Un clamor creciente a su izquierda le indicó a Blaylock que los de su bando habían comenzado a vitorear a su campeón. Aún el nazarí se incorporó, maltrecho pero con la cimitarra todavía en la mano. Vega le pasó por encima con su caballo, antes de que pudiera ponerse en guardia. Y esta vez ya no se levantó.
—¡Atentos pero quietos! —graznó más que exclamó Caldera.
El escocés apoyó la mano en el pomo de la espada, con un ojo en los duelistas y otro en los padrinos de Granada. Aquel era un momento crítico. Alguien podía arrancarse en auxilio del vencido y arrastrar consigo al resto.

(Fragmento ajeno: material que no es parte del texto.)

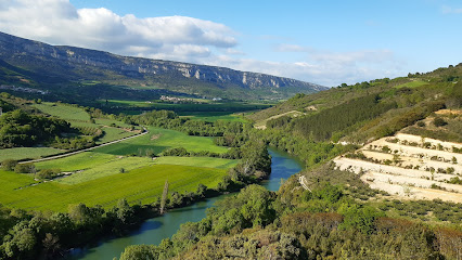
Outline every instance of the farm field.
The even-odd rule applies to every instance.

Pero los granadinos se quedaron en su sitio. Vega había hecho dar la vuelta a su caballo, pero no lo hizo pasar de nuevo por encima del caído. Desde lo alto de su montura, espada en mano, con las plumas negras del almete ondeando, observó al enemigo de casco apuntado y ropajes rojos que yacía despatarrado. Alzó despacio su espada jineta. El duelo se había acabado.

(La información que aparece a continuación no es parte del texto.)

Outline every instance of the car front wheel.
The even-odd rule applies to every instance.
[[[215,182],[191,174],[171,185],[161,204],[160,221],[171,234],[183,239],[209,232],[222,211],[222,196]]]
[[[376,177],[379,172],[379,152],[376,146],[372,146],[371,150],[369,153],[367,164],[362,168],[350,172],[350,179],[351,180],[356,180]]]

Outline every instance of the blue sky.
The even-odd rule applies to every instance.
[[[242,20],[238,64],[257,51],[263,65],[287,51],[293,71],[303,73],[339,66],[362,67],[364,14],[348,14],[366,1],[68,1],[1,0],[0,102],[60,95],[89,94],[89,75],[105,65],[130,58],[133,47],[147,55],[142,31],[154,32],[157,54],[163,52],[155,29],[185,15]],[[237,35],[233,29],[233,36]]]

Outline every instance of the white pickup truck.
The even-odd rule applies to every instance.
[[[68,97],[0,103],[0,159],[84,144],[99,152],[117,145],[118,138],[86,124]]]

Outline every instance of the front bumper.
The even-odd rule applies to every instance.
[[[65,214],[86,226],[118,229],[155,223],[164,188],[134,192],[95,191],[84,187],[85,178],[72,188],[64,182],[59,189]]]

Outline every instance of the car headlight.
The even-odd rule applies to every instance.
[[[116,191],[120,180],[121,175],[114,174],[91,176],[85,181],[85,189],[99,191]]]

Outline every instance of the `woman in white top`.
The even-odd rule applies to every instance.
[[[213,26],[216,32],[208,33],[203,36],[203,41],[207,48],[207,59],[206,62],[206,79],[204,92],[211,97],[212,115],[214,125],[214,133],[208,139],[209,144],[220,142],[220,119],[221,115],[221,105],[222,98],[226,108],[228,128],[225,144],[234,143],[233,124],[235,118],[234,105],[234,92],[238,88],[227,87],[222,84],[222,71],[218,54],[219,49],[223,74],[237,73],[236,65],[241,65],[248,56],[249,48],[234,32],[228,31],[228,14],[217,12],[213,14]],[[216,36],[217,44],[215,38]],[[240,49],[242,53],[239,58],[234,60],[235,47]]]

Las aclamaciones a mano izquierda ganaban intensidad. Los quinientos de los cruzados agitaban lanzas, vitoreaban, tremolaban pendones. También del lado de los moros hacían ondear sus estandartes rojos y verdes, aunque de forma más discreta. Era una cortesía, un homenaje al vencedor.
Vega ya venía con su caballo al paso y la espada todavía en puño. Los padrinos de Balban se acercaban a su campeón, cabalgando despacio y con las manos bien visibles para no dar lugar a malentendidos. Varios de ellos descabalgaron. El escocés vio cómo sentaban al de rojo. Cómo le quitaban el casco y cómo hablaban entre ellos. Así que el campeón de Granada muerto de momento no estaba.
Caldera se dirigió a Vega no bien le tuvo al alcance de la voz:
—Buen duelo —aprobó con sequedad—. Y ahora, adalid, lo mejor es que nos marchemos.
—¿Y mis dardos?
—No te preocupes por ellos. Ya los recogerán los granadinos. Nos los harán llegar junto con la espada y el caballo de Balban.
Gruñó algo para sus adentros, como hombre que se traga la bilis, antes de añadir:
—Por cierto, la próxima vez que se te ocurra tener un gesto como el de antes, te sugiero que sueltes el dardo. Solo déjalo caer. No lances contra el suelo. No hay forma mejor de arruinar una buena punta que clavarla en la tierra seca.